The financial structure (or capital structure) of a company is a combination of debt and equity used to finance business operations and growth. The levels of debt and equity can influence a company’s cash flow and potential risk exposure.
There are potential benefits and risks with both, which is why a delicate balance is optimal for business growth and the ability to survive a recession. Because of this, investors should be familiar with a company’s financial structure before investing in real estate.
Debt vs. Equity Financing
Debt financing involves borrowing money, usually in the form of a loan, and paying it back with added interest. Companies can use debt as financial leverage to potentially increase company profits. Leverage can be used as an interest tax shield under the U.S. corporate income tax law. Assets purchased with debt capital can earn more than the initial cost of debt.
What happens when there’s an economic downturn or the company doesn’t grow as quickly as projected? Debt is borrowed money, and the biggest risk of debt financing is the company’s ability to pay it back. Also, a floating rate debt structure in a rising interest rate environment creates further risk for debt financing.
Equity financing is a method of raising capital by selling a portion of a company’s equity. For example, a company decides to sell 20% of its equity to raise capital to fund a business expansion. If a single investor bought this share, they now own 20% of the company. This is also a downside to equity financing. Profits are divided between shareholders, and investors are involved in business decisions.
A big advantage of equity financing is that the company can invest more of its capital into business growth. We also want to mention that equity financing with dividend payments creates additional financial burden for the company.
The Debt-to-Equity Ratio
A company’s debt-to-equity ratio is calculated by dividing total liabilities by its shareholders’ equity and is used to dictate a company’s financial leverage.
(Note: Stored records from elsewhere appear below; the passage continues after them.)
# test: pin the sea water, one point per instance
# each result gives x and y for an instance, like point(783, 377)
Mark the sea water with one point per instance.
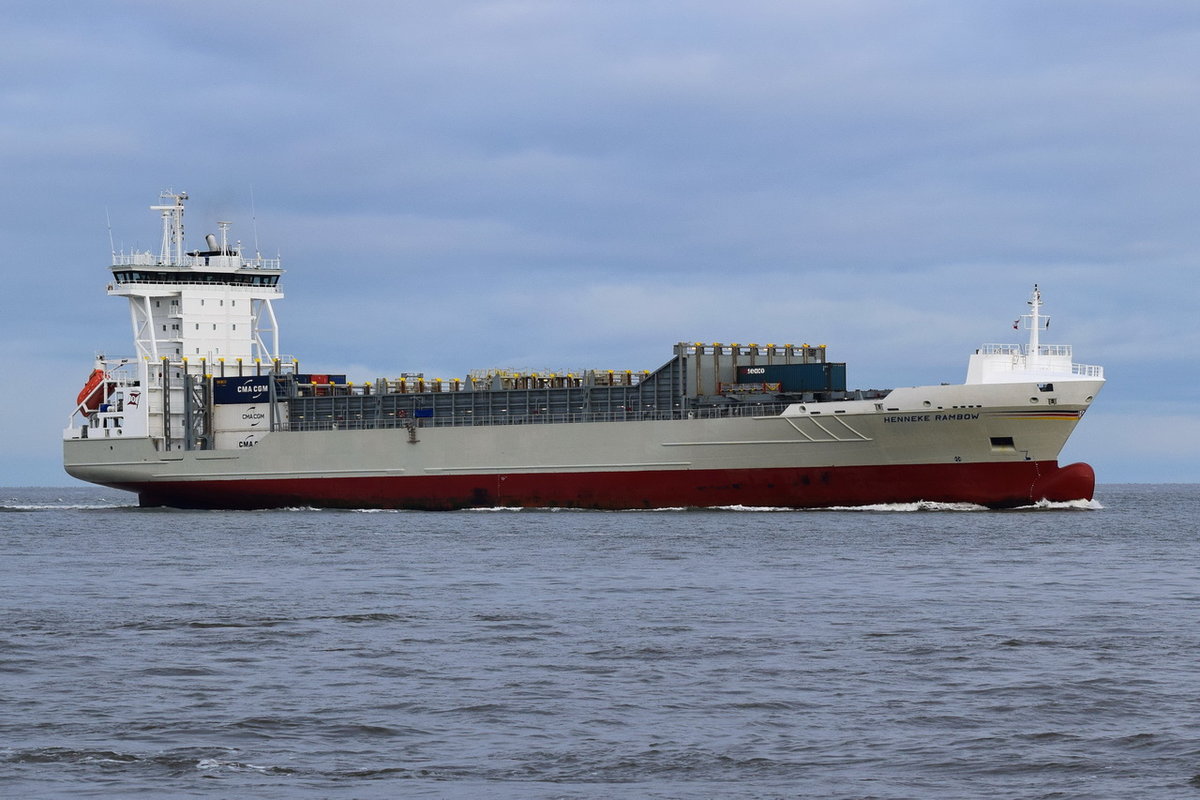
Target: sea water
point(895, 651)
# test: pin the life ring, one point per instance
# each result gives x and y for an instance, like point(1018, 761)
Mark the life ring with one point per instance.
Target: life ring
point(89, 400)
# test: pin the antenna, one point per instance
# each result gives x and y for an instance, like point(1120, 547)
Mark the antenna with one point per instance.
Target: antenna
point(253, 220)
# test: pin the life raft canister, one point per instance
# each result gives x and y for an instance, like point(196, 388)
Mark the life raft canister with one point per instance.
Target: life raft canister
point(89, 398)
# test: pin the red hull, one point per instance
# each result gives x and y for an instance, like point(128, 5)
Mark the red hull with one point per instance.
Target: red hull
point(990, 485)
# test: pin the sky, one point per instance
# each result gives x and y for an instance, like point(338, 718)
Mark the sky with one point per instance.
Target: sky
point(557, 185)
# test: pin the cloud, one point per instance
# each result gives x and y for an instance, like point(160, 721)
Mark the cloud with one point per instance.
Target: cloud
point(465, 184)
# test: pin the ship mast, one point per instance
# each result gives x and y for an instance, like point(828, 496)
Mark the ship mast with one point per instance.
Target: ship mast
point(172, 251)
point(1035, 320)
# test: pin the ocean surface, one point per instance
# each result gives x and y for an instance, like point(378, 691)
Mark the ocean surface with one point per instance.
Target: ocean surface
point(898, 651)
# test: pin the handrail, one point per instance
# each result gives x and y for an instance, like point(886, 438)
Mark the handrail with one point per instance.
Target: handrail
point(471, 420)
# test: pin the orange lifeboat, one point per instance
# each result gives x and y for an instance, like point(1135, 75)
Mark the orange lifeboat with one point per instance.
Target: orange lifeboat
point(91, 396)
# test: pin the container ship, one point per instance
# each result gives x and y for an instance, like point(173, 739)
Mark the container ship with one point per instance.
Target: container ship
point(205, 413)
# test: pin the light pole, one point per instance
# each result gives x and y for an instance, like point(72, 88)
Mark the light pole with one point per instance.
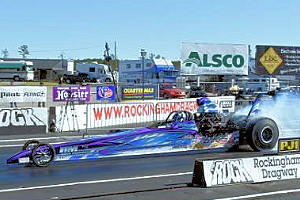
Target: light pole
point(143, 55)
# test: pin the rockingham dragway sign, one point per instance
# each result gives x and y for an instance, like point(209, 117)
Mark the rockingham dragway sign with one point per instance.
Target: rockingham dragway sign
point(136, 92)
point(71, 93)
point(106, 93)
point(23, 94)
point(23, 121)
point(277, 60)
point(214, 59)
point(209, 173)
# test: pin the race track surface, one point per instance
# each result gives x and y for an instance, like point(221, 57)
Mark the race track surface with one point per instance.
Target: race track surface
point(161, 177)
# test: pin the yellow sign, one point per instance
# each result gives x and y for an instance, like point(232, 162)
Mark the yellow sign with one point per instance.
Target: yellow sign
point(271, 60)
point(286, 145)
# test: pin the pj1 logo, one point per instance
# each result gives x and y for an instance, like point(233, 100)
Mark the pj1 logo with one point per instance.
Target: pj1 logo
point(287, 145)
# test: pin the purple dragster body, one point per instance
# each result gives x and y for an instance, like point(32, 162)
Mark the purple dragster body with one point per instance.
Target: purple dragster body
point(177, 133)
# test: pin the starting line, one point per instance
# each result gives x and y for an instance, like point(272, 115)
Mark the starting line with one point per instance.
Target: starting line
point(93, 182)
point(261, 194)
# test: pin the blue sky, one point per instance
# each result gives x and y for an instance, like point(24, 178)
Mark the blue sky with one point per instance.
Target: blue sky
point(79, 29)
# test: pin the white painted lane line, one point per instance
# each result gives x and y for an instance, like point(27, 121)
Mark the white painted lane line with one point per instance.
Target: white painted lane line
point(261, 194)
point(93, 182)
point(20, 145)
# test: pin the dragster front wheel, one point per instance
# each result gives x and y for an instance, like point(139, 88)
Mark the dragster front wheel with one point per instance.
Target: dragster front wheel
point(42, 155)
point(30, 144)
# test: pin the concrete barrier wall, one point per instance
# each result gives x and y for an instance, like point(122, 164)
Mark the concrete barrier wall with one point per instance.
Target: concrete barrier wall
point(211, 173)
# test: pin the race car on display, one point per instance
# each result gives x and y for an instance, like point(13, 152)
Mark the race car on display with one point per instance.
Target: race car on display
point(207, 130)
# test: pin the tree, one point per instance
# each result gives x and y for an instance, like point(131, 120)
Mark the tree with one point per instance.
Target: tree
point(4, 53)
point(23, 51)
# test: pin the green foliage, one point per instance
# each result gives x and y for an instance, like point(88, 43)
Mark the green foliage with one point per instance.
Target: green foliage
point(177, 64)
point(23, 51)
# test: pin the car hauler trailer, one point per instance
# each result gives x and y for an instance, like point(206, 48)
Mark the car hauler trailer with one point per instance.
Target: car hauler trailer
point(16, 70)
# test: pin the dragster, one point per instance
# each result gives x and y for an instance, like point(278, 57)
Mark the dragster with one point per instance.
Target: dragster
point(181, 131)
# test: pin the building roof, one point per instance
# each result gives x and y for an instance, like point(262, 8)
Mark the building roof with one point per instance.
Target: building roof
point(45, 64)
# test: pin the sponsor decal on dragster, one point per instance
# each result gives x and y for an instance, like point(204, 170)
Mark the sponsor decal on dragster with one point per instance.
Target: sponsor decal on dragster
point(106, 93)
point(289, 145)
point(147, 143)
point(71, 93)
point(123, 111)
point(19, 117)
point(254, 169)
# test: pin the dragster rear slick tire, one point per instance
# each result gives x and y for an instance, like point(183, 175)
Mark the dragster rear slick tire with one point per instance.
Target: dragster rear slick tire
point(262, 134)
point(42, 155)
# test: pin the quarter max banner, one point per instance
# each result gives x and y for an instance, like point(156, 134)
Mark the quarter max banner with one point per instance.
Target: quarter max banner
point(71, 93)
point(214, 59)
point(106, 93)
point(23, 94)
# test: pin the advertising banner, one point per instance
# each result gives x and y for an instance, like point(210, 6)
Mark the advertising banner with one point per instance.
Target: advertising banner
point(278, 60)
point(106, 93)
point(112, 114)
point(214, 59)
point(136, 92)
point(23, 94)
point(23, 121)
point(71, 93)
point(251, 170)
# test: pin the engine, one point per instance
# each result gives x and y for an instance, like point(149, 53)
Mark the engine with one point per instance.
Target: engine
point(211, 124)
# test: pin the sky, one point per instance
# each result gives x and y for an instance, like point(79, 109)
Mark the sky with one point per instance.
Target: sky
point(78, 29)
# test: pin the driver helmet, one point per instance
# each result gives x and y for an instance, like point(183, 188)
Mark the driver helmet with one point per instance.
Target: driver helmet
point(202, 101)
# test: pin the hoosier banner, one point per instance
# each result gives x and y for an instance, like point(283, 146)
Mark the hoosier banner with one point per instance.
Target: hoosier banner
point(214, 59)
point(23, 94)
point(71, 93)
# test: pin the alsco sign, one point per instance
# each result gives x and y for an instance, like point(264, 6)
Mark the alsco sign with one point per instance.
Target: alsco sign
point(213, 59)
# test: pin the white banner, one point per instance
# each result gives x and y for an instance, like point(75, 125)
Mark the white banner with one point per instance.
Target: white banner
point(23, 94)
point(23, 121)
point(108, 115)
point(251, 170)
point(214, 59)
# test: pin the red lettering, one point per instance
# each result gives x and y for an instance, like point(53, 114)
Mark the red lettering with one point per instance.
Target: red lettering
point(97, 113)
point(167, 108)
point(139, 110)
point(173, 107)
point(126, 111)
point(117, 111)
point(146, 109)
point(107, 112)
point(151, 109)
point(133, 110)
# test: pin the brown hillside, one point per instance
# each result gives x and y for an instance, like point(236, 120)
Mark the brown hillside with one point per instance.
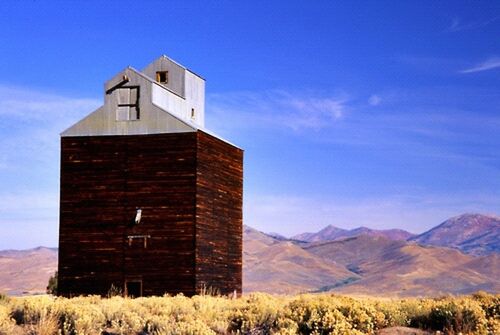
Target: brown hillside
point(26, 271)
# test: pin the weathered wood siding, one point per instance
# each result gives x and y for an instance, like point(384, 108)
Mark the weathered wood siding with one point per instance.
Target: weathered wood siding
point(189, 187)
point(103, 180)
point(219, 215)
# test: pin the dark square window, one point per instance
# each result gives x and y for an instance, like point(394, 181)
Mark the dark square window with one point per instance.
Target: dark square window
point(133, 288)
point(162, 77)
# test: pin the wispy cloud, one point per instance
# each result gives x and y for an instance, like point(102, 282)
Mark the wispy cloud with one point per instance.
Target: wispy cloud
point(457, 24)
point(374, 100)
point(30, 122)
point(489, 64)
point(295, 111)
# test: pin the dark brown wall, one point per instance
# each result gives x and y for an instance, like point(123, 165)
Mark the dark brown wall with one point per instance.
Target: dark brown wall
point(219, 215)
point(189, 187)
point(103, 180)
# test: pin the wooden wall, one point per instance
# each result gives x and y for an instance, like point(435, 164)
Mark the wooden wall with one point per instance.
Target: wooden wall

This displays stability and the company’s ability to raise capital and grow.
The debt-to-equity ratio is used by investors to determine the level of risk associated with an investment. A higher debt-to-equity ratio means higher potential risk.
Direct vs. Indirect Ownership
We mentioned investor ownership interest in a company, but we wanted to differentiate between direct and indirect investment structures.
Investors can invest directly in real estate through a Delaware Statutory Trust (DST), where investors can hold a fractional interest in the holdings and assets of a trust on a piece of property. Indirect investment is a method of buying shares in a real estate fund, such as through a real estate investment trust (REIT). Both DSTs and REITs allow investors passive ownership of real estate.
Direct ownership through a DST provides significant tax advantages to the investor over other structures. Investors can benefit from sheltered gains via a 1031 like-kind exchange and also shelter ongoing income through interest and depreciation expenses.
No two companies are alike, and each individual company needs to find the right balance or optimal structure between debt and equity financing. Before going into an investment, investors need to understand the company’s financial structure and determine whether to directly invest, like through a DST, or indirectly such as a REIT. Consult your financial advisor and a tax professional to determine if your desired investment meets your risk profile.